I've just come from my doctor's office--the doctor in Family Practice who is treating my blood clots. Unbelievably he tried to blame me for not knowing what dose of Coumadan they gave me at the hospital! Now he wants me to keep a diary of what dosage I take. It changes every day. And it seems that I'm going to have to go in for repeated blood tests in order to monitor the Coumaden while I'm on chemotherapy. In other words I'm going to be continuing to take rat poison and living on a leash. I think you can guess how I feel about that.

He has no explanation how I could develop another blood clot while taking Coumaden. He does believe that my arm will continue to swell indefinitely because I have had a blood clot there. This is my left arm. It swelled up all the way down into my fingers yesterday when I attempted to run the vacuum and dust. I can no longer wear my wedding ring because of the fear that my fingers will swell and it will have to be cut off. They made that clear at the hospital.

The doctor has no answer for the breakdown in communication at the hospital. He did admit that it broke down.

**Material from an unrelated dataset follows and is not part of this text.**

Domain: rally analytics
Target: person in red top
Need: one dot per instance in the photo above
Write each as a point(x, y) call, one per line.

When I pressed him, he agreed that it was the hospital's responsibility to record what dose of medication they give me, and that the information should be transmitted to him via a file. He apparently does not have that information, and judging by the pressure he was putting on me to keep a log of my Coumaden dosage, he can't get it.

I haven't had breakfast yet. A glass of scotch and water is lunch. I'm beyond angry.

As I told the doctor, I feel like over last weekend I passed from a woman living with cancer to a woman dying from it.

My next appointment with him will be on Friday. At $30 a crack, this is going to get expensive!

I haven't yet had it out with my oncologist. That meeting is scheduled for Tuesday.

I don't have any plan of attack for this situation yet. But every cell of my being is screaming "Nooooooooooo!" right now, and so far the scotch isn't helping.